Christie: I think so. It’s good to certain degree to be conscious of the balance in your roster of artists, and I’ve been conscious of the male to female ratio, which comes up in the local press at least once a year. And gay and lesbian artists we try to keep it as broad-based as we can, but it’s really about the work ultimately.

Conner: Do you have a sense of obligation to young gay artists?

Christie: Yes, but support comes in many different guises: showing, making recommendations, viewing materials, etc. For myself, yes I’m out, I’m gay, but it doesn’t come into the day to day as much unless it’s just me and my business partner in the gallery, who is gay. But when it’s outside the gallery it depends. Some people are going to buy work from a hot chick or a hot guy and it becomes so much more about whom you are dealing with and his or her likes and dislikes. You know… proclivities.

Conner: How many gay or lesbian artists do you show?

Christie: We show 6 out of 17. Though I’m not turned on by showing blatantly erotic work. Gay or straight. That’s not my thing, but for my own collection something sexy can really work.

[Timothy Tompkins’ “Big Tree” from his Interstate Sublime series.]
Conner: Where are you from originally?

Christie: The off the coast of Florida, from Anna Maria Island.

Conner: When did you move to NY?

Christie: In 1994. Before that I was at Boston University. I really started in the art world in 1996. I was debating the masters route and then I just met the right mentor at the right time.

Conner: When did you come out?

Christie: When I was in college. Being gay was so far removed from the realm of possibility, at least from my growing up and where I’m from. I’m so envious in a way of kids today who are able to come out in high school because that fascinates me. That just wasn’t my world.

Conner: What got you interested in art?

Christie: My parents. Whenever we would travel anywhere my parents would always make it a point to go to an art museum though it wasn’t until I was half way through college that I took up Art History. I actually started in archaeology but didn’t want to spend a summer digging somewhere without a nice hotel.

Conner: Have you always been drawn to contemporary art?

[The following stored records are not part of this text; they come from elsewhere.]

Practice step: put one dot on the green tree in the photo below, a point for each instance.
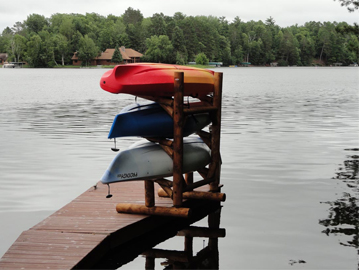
(36, 23)
(201, 59)
(132, 16)
(18, 46)
(117, 56)
(351, 5)
(179, 46)
(40, 51)
(159, 49)
(158, 25)
(87, 50)
(61, 47)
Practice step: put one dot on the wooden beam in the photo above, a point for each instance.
(178, 138)
(149, 193)
(197, 195)
(216, 131)
(194, 231)
(155, 210)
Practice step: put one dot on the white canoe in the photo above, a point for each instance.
(147, 160)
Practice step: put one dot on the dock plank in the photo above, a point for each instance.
(83, 231)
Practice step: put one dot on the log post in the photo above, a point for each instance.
(150, 263)
(189, 178)
(197, 195)
(149, 193)
(178, 139)
(131, 208)
(188, 245)
(216, 130)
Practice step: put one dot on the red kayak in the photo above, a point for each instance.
(149, 79)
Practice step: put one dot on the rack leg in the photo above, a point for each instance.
(149, 193)
(216, 130)
(178, 139)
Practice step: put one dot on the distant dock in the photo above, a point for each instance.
(81, 233)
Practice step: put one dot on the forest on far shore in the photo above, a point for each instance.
(48, 42)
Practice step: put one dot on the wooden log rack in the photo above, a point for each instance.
(183, 187)
(186, 259)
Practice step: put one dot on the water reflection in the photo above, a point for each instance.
(207, 258)
(184, 258)
(344, 212)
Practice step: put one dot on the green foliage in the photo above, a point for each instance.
(117, 56)
(179, 39)
(160, 49)
(35, 23)
(201, 59)
(87, 50)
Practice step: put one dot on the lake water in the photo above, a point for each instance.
(290, 141)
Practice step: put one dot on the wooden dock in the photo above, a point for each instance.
(81, 233)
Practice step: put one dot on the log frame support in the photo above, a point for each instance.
(183, 187)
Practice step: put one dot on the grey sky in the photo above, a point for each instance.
(284, 12)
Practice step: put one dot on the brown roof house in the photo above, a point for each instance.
(3, 58)
(128, 56)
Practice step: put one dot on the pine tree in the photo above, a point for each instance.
(116, 57)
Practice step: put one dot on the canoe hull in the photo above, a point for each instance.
(149, 79)
(147, 160)
(151, 120)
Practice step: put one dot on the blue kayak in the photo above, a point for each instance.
(151, 120)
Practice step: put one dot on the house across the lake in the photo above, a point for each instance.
(128, 56)
(3, 58)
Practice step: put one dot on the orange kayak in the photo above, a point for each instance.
(149, 79)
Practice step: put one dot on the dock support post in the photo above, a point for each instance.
(178, 139)
(149, 193)
(216, 131)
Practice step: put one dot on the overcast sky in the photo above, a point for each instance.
(284, 12)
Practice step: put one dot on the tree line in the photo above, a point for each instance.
(46, 42)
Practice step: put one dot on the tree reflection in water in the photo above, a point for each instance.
(344, 212)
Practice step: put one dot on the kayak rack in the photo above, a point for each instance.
(183, 187)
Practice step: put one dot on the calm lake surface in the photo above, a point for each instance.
(290, 141)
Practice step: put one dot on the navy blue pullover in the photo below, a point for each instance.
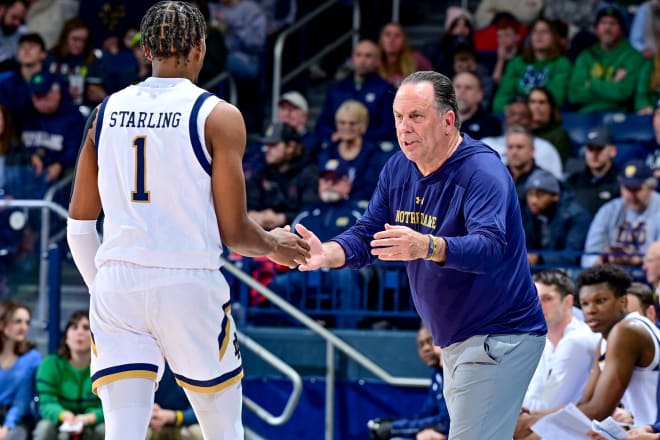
(485, 286)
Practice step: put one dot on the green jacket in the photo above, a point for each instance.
(592, 87)
(645, 96)
(62, 387)
(519, 78)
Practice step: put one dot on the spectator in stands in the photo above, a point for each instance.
(651, 265)
(336, 211)
(287, 181)
(366, 86)
(553, 222)
(12, 18)
(73, 57)
(215, 60)
(524, 11)
(546, 121)
(644, 30)
(64, 387)
(475, 121)
(569, 350)
(520, 158)
(545, 154)
(541, 63)
(52, 133)
(397, 58)
(14, 88)
(647, 91)
(432, 421)
(627, 351)
(605, 75)
(641, 300)
(624, 227)
(293, 109)
(363, 158)
(12, 153)
(467, 60)
(458, 31)
(578, 17)
(19, 360)
(499, 43)
(118, 64)
(172, 417)
(598, 182)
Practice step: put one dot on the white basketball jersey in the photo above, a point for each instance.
(155, 176)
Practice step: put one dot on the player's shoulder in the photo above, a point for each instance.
(628, 334)
(225, 115)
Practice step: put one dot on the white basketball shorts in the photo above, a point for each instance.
(140, 316)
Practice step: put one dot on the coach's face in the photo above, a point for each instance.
(420, 128)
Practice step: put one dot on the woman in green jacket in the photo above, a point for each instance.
(541, 63)
(67, 405)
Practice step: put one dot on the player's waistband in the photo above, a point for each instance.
(213, 385)
(124, 371)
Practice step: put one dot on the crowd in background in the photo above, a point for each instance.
(567, 93)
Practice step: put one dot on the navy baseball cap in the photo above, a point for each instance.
(42, 82)
(635, 173)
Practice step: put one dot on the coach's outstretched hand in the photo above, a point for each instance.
(317, 258)
(399, 243)
(291, 250)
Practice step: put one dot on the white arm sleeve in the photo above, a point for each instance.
(84, 242)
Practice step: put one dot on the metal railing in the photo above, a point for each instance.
(332, 342)
(46, 205)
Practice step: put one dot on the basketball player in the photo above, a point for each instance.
(162, 159)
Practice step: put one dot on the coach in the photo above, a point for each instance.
(448, 207)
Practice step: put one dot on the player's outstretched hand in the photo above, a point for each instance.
(291, 250)
(316, 258)
(399, 243)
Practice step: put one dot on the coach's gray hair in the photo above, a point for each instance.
(443, 90)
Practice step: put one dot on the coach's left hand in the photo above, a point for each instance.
(399, 243)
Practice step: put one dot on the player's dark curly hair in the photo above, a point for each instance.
(615, 277)
(172, 29)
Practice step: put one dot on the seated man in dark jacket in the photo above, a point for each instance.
(553, 222)
(286, 182)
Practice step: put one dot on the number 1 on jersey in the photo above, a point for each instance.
(140, 194)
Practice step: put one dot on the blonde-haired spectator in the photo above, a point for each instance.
(361, 157)
(397, 58)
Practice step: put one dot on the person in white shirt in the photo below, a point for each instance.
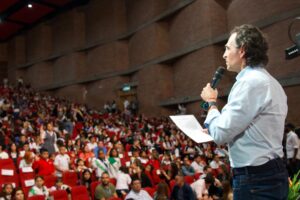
(136, 191)
(101, 164)
(123, 181)
(292, 148)
(39, 188)
(198, 164)
(3, 154)
(61, 162)
(215, 163)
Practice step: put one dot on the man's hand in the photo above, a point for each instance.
(208, 94)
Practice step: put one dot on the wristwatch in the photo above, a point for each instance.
(212, 103)
(206, 105)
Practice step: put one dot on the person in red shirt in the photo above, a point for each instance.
(43, 165)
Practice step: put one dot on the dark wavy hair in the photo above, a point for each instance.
(254, 43)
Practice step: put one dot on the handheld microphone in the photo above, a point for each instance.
(214, 82)
(217, 77)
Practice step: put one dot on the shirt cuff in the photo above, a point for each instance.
(213, 113)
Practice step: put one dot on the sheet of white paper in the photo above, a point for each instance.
(29, 182)
(7, 172)
(27, 169)
(189, 125)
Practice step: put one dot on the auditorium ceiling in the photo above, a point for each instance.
(19, 15)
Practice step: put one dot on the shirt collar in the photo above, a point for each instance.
(244, 71)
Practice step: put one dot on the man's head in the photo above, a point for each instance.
(186, 161)
(101, 154)
(246, 46)
(105, 179)
(62, 150)
(44, 153)
(179, 178)
(289, 127)
(136, 185)
(207, 169)
(209, 180)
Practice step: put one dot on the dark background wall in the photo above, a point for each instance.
(167, 49)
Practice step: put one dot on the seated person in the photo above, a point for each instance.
(39, 188)
(137, 192)
(105, 189)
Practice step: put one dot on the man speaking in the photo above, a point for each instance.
(252, 122)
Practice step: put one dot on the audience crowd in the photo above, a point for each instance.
(114, 154)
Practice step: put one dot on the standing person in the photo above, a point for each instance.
(62, 162)
(49, 138)
(39, 188)
(182, 190)
(105, 189)
(292, 148)
(252, 121)
(136, 192)
(42, 164)
(18, 194)
(7, 191)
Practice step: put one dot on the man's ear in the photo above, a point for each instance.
(242, 52)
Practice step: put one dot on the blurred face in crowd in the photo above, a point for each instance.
(19, 195)
(233, 55)
(39, 182)
(45, 154)
(101, 155)
(62, 150)
(179, 180)
(136, 186)
(186, 161)
(49, 127)
(87, 175)
(105, 179)
(8, 189)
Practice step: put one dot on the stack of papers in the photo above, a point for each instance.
(189, 125)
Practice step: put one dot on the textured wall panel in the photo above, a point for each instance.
(105, 19)
(151, 42)
(244, 11)
(141, 11)
(102, 91)
(155, 84)
(39, 75)
(200, 20)
(278, 65)
(38, 42)
(73, 93)
(68, 68)
(192, 72)
(107, 58)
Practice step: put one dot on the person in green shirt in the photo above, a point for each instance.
(105, 189)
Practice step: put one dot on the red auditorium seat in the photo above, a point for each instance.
(150, 191)
(8, 173)
(7, 164)
(37, 197)
(70, 178)
(12, 178)
(197, 175)
(25, 175)
(59, 195)
(50, 180)
(189, 179)
(113, 181)
(79, 193)
(114, 198)
(172, 184)
(93, 188)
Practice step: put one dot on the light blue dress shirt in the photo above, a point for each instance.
(252, 122)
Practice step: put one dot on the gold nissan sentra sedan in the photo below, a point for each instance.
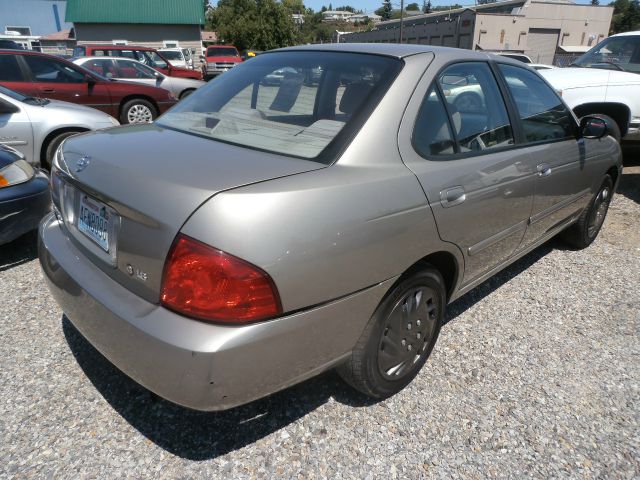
(261, 232)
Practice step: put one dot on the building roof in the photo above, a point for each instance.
(61, 35)
(174, 12)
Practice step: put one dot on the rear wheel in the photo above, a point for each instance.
(53, 145)
(138, 110)
(399, 336)
(582, 233)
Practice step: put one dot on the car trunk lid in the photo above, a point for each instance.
(153, 179)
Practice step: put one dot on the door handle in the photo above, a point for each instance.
(544, 170)
(452, 196)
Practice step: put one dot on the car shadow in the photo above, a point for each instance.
(204, 435)
(19, 251)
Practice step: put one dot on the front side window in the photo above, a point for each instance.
(544, 117)
(131, 69)
(51, 71)
(293, 103)
(9, 69)
(617, 53)
(476, 106)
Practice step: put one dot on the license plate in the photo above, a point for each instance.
(93, 221)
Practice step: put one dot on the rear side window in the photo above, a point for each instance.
(544, 117)
(9, 69)
(50, 71)
(432, 133)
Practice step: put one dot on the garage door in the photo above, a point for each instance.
(542, 44)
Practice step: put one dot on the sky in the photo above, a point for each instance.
(371, 5)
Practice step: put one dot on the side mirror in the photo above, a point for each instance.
(7, 107)
(593, 127)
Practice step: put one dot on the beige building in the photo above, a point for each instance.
(537, 28)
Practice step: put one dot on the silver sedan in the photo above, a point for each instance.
(257, 234)
(128, 70)
(37, 126)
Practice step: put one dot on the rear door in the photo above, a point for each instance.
(457, 137)
(564, 171)
(62, 81)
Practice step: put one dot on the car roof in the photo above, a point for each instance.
(398, 50)
(626, 34)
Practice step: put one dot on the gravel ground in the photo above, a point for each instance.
(536, 374)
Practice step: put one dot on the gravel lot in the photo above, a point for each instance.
(536, 374)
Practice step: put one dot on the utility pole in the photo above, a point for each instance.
(401, 18)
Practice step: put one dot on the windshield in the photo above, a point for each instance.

Christie: It really started in the early 90s from reading Artforum and Art in America because our classes kind of ended with Pollock and an image of Warhol. When I was in middle school Warhol died, but I was already fascinated with him. If it wasn’t for him I wouldn’t be in New York at all. For a kid from an island in Florida it really had an impact.

Conner: So Warhol kind of pushed you to New York City?

Christie: For sure, even though he was dead and buried. But through my internship at Charles Cowles I met a lot of factory people and that always made me secretly happy.
[Lia Holleran’s “Untitled (Diffusion 3)” helps build her Vellum series.]
Conner: What do you think about being young and gay and in the art world in New York now? A lot different from when Andy ruled the scene…

Christie: It’s great not even in New York because you have that kinship. For example, every year for the last several years going to South Beach for Art Basel Miami Beach has always been a funny thing.

Conner: You mean going to the club Twist, don’t you?

Christie: Yeah! The bar upstairs. We call that “the Office,” because you can see everyone and anyone in the art world pass through and do more business of any kind there. Being gay, there are so many specific outlets for us outside of work. I found I got so much more work done at Twist than during the day. It’s great to have that sense of community in the art world which can be kind of a…

Conner: Clusterfuck.

Christie: Sure. And corporate and very money-driven.

Conner: Do you think a crash in the art market would be good for art?

Christie: I think it’s important to take a step back from these issues of the market and money. That’s what I do a lot. I say to myself I don’t want this as part of my life. And that makes me happy.